An Australian cycad with starchy, toxic nuts - the burrawang, Macrozamia communis
An Australian cycad with starchy, toxic nuts – the burrawang, Macrozamia communis. Image courtesy Wikimedia Commons.

Cycads (Division Cycadophyta). Though these ancient plants superficially resemble palms, they are part of a lineage that arose long before the origin of flowering plants. They are adapted throughout the tropics and subtropics, with species for sun and shade, desert, swamp, and rainforest. Most or all fix low amounts of nitrogen through a partnership with blue-green algae in the roots. Cycad “nuts” can be produced in fairly large amounts and are high in starch. Most are very toxic, though some species are processed for food during famines. This slow-growing but long-lived group of plants are utterly unrelated to any commercial crops, offering a change to produce industrial starch while taking a complete break from traditional food crop families. Genera to investigate include Cycas, Dioon, Encephelartos, Macrozamia, Microcycas, and Zamia. There are native species throughout the tropics.

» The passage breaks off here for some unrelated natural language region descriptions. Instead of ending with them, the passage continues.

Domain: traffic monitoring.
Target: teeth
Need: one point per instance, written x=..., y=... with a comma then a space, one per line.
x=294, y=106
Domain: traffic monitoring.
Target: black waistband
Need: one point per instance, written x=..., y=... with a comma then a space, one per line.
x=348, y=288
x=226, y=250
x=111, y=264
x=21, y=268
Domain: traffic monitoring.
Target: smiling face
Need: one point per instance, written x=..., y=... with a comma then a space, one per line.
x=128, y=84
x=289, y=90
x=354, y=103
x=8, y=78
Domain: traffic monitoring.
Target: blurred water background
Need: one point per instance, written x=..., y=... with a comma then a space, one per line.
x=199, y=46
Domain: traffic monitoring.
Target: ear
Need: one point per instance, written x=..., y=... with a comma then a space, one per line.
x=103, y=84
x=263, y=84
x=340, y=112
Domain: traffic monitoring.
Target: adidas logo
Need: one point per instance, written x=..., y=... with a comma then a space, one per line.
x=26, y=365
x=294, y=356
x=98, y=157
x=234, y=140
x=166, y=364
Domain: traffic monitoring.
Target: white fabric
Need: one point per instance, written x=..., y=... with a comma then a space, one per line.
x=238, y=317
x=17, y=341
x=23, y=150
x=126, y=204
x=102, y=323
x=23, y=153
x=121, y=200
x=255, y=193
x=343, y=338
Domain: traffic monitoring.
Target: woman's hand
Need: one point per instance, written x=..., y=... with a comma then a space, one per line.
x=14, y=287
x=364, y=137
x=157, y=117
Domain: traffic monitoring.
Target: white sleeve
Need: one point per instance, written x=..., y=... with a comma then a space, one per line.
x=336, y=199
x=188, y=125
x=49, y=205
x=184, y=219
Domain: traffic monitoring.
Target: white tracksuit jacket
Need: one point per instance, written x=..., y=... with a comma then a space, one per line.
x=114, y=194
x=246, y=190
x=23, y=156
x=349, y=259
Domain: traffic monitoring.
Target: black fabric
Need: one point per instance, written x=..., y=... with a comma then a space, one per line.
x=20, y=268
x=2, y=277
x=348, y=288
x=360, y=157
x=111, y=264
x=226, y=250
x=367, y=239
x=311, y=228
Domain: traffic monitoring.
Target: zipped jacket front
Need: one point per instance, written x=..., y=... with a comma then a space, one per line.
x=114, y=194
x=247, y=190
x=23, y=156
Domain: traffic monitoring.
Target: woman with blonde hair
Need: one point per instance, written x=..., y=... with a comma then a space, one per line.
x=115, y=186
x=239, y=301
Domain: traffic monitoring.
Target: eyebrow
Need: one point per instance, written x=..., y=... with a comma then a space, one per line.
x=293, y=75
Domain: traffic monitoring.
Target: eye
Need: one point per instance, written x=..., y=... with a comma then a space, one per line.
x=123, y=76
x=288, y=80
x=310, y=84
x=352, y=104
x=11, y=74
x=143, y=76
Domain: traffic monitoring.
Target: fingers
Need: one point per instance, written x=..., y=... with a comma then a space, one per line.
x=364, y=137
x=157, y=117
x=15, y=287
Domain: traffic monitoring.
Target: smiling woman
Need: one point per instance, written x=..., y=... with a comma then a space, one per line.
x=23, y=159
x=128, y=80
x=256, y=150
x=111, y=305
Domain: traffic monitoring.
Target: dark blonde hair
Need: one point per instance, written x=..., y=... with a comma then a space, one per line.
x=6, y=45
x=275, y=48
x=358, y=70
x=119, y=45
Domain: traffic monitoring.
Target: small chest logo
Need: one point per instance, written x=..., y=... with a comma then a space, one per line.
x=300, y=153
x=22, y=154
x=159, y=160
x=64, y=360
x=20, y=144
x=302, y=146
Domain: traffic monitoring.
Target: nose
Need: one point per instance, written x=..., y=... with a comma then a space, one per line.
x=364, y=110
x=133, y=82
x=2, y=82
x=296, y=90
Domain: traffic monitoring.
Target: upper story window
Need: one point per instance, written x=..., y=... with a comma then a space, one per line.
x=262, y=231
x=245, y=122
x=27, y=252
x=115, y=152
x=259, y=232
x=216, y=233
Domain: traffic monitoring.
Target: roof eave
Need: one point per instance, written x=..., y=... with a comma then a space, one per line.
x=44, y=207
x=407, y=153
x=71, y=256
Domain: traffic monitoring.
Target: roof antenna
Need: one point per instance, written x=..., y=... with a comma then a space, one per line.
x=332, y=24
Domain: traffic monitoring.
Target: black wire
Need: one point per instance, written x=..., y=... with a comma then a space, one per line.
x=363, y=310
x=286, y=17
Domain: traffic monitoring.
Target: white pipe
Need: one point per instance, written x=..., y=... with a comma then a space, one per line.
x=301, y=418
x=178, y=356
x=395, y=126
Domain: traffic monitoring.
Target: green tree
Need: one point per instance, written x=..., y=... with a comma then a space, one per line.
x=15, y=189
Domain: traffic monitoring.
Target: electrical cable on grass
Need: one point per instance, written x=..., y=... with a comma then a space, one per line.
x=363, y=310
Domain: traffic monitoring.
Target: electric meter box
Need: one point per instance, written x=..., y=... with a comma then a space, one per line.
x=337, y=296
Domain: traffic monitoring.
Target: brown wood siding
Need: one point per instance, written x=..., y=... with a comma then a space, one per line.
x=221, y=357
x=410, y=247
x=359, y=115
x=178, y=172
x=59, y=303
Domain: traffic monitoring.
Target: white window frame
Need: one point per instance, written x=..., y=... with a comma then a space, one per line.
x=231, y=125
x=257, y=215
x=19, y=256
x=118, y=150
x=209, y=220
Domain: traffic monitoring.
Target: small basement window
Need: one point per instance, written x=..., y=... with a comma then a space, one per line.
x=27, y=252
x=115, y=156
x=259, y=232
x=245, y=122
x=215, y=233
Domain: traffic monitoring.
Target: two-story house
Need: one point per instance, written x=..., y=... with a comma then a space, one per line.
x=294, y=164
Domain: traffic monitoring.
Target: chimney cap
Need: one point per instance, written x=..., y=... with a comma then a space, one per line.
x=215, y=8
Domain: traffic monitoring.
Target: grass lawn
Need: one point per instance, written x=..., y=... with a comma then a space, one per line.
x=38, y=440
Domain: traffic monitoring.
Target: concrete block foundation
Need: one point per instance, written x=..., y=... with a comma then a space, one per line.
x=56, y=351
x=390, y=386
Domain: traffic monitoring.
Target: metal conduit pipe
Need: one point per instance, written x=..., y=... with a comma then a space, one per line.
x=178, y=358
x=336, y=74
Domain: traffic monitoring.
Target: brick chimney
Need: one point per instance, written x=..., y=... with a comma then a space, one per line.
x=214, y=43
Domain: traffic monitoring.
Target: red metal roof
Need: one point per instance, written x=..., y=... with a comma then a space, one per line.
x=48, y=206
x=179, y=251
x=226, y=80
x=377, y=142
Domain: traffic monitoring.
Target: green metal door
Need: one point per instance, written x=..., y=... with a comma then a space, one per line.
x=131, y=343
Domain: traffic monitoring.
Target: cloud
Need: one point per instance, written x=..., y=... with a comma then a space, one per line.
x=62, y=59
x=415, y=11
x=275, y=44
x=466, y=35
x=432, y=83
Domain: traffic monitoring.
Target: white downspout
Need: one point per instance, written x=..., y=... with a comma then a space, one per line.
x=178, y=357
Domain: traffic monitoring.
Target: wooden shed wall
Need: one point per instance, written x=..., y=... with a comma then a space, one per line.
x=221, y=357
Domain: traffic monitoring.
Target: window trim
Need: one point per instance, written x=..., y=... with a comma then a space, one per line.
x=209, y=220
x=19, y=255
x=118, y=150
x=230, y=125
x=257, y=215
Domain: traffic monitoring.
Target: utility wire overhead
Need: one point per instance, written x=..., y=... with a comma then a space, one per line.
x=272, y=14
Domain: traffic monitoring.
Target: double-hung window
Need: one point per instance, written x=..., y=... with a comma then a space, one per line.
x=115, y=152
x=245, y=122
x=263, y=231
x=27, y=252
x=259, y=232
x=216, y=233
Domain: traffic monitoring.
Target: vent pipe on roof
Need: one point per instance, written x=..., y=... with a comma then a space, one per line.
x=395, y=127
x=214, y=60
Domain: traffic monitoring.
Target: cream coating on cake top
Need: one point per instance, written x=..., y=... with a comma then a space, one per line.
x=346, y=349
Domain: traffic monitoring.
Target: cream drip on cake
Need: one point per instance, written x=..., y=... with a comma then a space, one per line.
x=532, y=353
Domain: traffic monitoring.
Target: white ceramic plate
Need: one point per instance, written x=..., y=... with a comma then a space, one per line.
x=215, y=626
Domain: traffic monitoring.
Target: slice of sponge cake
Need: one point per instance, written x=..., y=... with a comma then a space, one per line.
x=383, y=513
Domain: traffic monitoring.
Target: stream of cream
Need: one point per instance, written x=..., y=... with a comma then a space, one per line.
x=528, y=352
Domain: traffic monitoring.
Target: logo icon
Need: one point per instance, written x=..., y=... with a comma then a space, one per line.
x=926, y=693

Horse chestnuts and buckeyes (Aesculus spp.). This toxic, starchy nut genus in the soapnut family has representatives all over the cold temperate parts of the world, as well as some tropical highland and Mediterranean climates. The nuts closely resemble chestnuts, and they seem to yield almost as well despite no domestication efforts. Given their wide geographic potential, domestication and cultivation of Aesculus nuts for industrial starch seems worthy of consideration.